9&10’s Cody Boyer and photojournalist Jeff Blakeman learned more from the senator behind the plan and the department of corrections.
This new plan could make the GEO Prison a state-run facility and, according to the sub-committee who came up with the idea, could save millions.
"It’s something that’s needed, very needed," says LeeAnn Russell, president of the Lake County Chamber of Commerce.
It’s a proposal that could bring many state inmates and hundreds of state employees to Baldwin.
"I would hope that it would mean that it’s going to bring a little commerce to the community, a little more people to come in and visit the town and purchase property," Russell says.
The idea began with State Senator John Proos, chair of the Michigan Senate Sub-Committee of Appropriation.
"We’ve seen a steady decline over the last year and a significant decline over the last six months that we believe will continue to the point where closing two facilities is a smart budget move," Proos says.
That ‘smart budget move’ means a possibility of $16 million of net annual savings but the Michigan Department of Corrections says there could also be risk.

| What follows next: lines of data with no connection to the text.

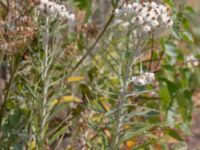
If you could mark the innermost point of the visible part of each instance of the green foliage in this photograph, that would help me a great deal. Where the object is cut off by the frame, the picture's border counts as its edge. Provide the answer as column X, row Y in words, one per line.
column 68, row 86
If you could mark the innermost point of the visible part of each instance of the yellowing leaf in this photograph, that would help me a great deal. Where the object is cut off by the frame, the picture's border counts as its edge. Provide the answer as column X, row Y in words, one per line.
column 70, row 99
column 131, row 143
column 65, row 99
column 32, row 145
column 75, row 79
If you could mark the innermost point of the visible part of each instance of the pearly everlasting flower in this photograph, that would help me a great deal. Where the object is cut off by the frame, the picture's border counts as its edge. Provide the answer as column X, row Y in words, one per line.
column 146, row 28
column 52, row 8
column 143, row 79
column 192, row 61
column 148, row 16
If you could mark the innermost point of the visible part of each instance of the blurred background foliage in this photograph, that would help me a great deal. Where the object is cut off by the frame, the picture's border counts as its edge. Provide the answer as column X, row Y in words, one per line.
column 81, row 109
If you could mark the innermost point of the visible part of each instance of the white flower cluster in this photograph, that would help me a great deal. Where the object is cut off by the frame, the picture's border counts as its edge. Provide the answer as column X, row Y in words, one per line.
column 143, row 79
column 192, row 61
column 148, row 15
column 53, row 8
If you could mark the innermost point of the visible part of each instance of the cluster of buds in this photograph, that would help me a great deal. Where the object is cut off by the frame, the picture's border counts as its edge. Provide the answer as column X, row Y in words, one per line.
column 143, row 79
column 148, row 15
column 55, row 9
column 13, row 39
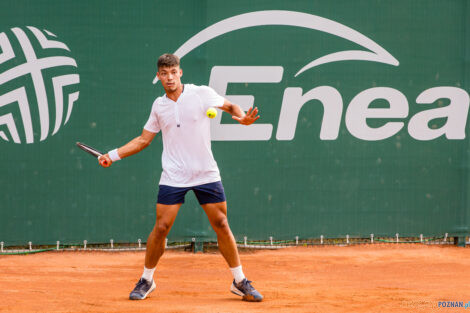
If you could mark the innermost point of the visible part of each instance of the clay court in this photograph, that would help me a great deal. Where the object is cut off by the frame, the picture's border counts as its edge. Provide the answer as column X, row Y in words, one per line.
column 363, row 278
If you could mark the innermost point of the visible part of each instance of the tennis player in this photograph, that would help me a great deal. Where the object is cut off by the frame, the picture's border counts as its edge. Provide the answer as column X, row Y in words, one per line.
column 188, row 164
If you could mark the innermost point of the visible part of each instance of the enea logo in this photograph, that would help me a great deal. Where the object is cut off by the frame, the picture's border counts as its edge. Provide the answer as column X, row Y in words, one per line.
column 38, row 84
column 358, row 110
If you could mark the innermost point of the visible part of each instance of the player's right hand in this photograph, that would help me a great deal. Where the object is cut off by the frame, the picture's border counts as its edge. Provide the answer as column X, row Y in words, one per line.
column 105, row 161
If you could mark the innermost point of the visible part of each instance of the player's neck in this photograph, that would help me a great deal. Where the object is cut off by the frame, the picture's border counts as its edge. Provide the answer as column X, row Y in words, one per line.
column 174, row 95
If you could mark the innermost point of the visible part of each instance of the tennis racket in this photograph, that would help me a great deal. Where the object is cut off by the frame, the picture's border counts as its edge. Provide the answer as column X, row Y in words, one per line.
column 93, row 152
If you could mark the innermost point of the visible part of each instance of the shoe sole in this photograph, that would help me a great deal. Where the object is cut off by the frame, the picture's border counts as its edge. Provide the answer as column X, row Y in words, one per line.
column 248, row 298
column 147, row 293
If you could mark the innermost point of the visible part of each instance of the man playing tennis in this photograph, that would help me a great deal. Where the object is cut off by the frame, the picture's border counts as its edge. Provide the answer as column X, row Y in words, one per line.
column 188, row 164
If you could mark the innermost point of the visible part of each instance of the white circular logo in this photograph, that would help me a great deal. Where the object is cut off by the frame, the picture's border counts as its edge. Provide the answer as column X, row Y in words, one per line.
column 38, row 84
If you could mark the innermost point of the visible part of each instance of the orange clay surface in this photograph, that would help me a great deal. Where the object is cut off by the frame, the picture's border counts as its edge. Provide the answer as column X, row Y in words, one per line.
column 365, row 278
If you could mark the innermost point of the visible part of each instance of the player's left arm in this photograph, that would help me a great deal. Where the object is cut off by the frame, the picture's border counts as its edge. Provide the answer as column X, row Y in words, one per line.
column 237, row 113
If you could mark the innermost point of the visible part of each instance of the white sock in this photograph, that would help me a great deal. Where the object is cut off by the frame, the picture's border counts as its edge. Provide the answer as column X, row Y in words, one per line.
column 148, row 273
column 237, row 273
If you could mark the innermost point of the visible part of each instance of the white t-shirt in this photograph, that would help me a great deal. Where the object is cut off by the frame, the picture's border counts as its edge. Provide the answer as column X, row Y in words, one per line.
column 187, row 158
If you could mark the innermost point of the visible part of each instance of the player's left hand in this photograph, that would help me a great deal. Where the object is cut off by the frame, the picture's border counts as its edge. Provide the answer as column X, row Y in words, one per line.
column 249, row 118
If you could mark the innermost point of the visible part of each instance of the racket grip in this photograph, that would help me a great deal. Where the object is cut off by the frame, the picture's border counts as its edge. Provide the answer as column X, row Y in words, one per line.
column 104, row 163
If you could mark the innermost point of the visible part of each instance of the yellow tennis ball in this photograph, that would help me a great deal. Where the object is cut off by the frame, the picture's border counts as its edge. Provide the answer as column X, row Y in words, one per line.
column 211, row 113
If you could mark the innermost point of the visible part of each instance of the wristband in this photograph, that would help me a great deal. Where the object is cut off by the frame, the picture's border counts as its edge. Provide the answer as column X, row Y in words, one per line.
column 113, row 155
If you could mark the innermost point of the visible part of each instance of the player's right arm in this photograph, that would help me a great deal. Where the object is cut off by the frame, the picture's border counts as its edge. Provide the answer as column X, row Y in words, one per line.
column 132, row 147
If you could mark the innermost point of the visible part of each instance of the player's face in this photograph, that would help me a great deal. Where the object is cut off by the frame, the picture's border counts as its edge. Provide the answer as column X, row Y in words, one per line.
column 170, row 77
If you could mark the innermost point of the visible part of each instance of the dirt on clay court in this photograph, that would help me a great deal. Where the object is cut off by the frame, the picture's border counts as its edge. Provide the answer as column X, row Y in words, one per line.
column 361, row 278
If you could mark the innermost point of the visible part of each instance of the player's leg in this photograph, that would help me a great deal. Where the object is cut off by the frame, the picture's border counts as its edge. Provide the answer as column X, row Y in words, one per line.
column 169, row 201
column 217, row 215
column 212, row 199
column 166, row 215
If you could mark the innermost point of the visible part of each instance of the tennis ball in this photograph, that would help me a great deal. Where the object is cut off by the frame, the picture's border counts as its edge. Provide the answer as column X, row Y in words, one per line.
column 211, row 113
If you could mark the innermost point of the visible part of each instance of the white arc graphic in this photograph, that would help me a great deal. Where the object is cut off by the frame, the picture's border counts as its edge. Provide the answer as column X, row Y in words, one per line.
column 375, row 52
column 33, row 66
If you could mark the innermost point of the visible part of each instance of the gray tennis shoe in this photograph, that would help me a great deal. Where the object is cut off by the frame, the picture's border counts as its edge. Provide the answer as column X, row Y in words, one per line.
column 142, row 289
column 246, row 291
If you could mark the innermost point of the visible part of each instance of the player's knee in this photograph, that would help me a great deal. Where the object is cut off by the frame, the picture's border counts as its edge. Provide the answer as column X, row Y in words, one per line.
column 162, row 228
column 221, row 225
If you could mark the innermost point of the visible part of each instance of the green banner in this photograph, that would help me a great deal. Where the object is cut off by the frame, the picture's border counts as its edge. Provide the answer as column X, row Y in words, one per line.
column 363, row 128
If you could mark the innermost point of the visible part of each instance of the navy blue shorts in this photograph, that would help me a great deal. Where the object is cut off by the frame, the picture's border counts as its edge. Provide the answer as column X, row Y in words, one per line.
column 207, row 193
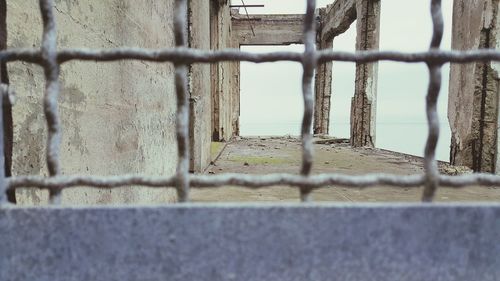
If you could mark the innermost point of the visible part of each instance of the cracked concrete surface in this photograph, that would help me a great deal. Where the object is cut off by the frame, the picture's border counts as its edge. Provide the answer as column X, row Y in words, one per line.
column 283, row 154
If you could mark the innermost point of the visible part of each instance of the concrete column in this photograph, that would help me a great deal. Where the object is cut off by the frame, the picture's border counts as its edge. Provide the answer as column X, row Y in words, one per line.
column 222, row 99
column 474, row 88
column 323, row 93
column 363, row 107
column 199, row 85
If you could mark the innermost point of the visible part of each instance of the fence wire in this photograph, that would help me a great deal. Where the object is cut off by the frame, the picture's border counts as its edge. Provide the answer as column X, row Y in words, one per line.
column 181, row 56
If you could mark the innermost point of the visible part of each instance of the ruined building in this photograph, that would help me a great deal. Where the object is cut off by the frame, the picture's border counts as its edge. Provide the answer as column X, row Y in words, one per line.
column 119, row 117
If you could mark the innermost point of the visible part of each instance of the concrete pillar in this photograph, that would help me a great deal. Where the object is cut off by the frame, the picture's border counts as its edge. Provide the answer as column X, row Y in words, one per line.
column 363, row 107
column 474, row 88
column 323, row 93
column 199, row 85
column 222, row 98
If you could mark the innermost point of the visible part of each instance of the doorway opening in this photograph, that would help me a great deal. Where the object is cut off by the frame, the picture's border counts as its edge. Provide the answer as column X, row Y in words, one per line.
column 271, row 101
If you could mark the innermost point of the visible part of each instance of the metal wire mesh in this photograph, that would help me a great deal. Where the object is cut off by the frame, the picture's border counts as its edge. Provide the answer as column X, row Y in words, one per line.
column 51, row 59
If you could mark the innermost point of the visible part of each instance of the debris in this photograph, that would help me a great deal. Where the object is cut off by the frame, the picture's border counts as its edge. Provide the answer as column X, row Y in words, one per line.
column 332, row 141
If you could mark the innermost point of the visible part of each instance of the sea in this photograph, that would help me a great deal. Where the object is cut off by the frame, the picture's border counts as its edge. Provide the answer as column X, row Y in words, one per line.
column 408, row 138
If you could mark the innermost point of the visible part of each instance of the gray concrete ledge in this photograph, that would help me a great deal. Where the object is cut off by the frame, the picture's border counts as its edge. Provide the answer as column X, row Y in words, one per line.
column 235, row 242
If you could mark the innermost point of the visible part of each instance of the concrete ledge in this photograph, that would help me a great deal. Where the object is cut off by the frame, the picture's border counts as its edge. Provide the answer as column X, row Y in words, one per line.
column 230, row 242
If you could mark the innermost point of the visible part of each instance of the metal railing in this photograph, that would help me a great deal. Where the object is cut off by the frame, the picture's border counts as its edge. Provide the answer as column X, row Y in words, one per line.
column 181, row 56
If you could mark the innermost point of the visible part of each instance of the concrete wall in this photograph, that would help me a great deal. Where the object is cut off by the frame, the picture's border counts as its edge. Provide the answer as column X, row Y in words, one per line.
column 117, row 117
column 364, row 102
column 199, row 38
column 473, row 95
column 225, row 77
column 267, row 29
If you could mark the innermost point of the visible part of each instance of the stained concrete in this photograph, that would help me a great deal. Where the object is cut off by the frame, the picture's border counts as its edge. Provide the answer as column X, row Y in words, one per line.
column 273, row 29
column 364, row 102
column 199, row 85
column 225, row 77
column 117, row 117
column 473, row 95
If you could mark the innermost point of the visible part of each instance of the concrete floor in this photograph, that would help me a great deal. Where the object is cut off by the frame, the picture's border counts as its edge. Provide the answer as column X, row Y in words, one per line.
column 283, row 155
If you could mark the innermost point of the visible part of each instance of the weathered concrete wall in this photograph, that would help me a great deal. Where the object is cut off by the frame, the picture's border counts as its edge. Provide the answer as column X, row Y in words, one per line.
column 199, row 38
column 224, row 103
column 117, row 117
column 323, row 85
column 268, row 29
column 473, row 95
column 363, row 107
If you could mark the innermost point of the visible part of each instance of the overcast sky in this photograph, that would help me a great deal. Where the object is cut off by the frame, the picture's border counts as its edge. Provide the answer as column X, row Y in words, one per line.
column 405, row 26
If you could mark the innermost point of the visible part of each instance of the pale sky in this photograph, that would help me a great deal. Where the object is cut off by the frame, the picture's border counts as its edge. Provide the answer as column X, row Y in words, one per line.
column 405, row 26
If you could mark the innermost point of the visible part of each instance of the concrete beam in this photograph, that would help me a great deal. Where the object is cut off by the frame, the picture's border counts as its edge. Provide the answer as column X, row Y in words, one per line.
column 228, row 242
column 268, row 29
column 337, row 19
column 474, row 88
column 363, row 107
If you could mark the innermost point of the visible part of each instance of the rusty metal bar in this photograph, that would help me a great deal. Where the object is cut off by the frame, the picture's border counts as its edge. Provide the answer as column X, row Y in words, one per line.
column 309, row 64
column 430, row 163
column 246, row 6
column 51, row 69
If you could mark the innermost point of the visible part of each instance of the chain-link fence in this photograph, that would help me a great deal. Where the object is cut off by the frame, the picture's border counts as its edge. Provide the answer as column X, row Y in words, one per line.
column 181, row 56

"We have 14,000 employees across the state so we know that when the legislature puts out proposals like this, to close prisons, it obviously has an impact on the family members and the staff members and all of our prisons and what this means for them," says Chris Gautz, public information officer at the Michigan Department of Corrections. "There would be a potential loss of jobs, possibly several hundred, so obviously that is something that our staff has been watching very closely. It’s still pretty early in the process."
If the plan happens, Gautz says inmate and staff arrangements would change.
"For us to move our prisoners there, those prisoners would have to be moved out and only our staff would be working in that facility," Gautz says. "If we were to lease the space, it would be all our employees that are working there. We would not co-mingle our prison populations with another state. It presents a host of security issues and other issues for us."
The department says they would lease the prison from the GEO Group, who says they support the proposed plan and will track its process.
It’s a plan that’s possible because of a dropping inmate population in Michigan.
"That, to me, is a step in the right direction," Proos says. "The Department of Corrections should want to work their way out of existence entirely because that would mean the need for the physical infrastructure has decreased to such degree that we are shutting facilities down."
State lawmakers are pushing to make this budget decision , and many more, for a final state budget by early June.
"This is a proposal. It’s not today," Gautz says. "It’s the subcommittee’s proposal so this is one step in the legislative process. There are committee steps still to go so it doesn’t mean this is definitely going to happen but it also doesn’t mean it is definitely not going to happen. We need to take some time and work with the governor’s office, as well as the House and the Senate, to determine whether or not this indeed a path that we are going to go down."
The GEO Group’s full statement reads:
"GEO is supportive of the proposed legislative plan, which would allow the State of Michigan to maximize the use of a newer, safer, and less costly facility, while continuing to provide needed correctional bed space, services, and programs with state employees and under management from the Michigan Department of Corrections. Our company will continue to track the progress of the proposed legislative plan, and we look forward to working with all relevant parties."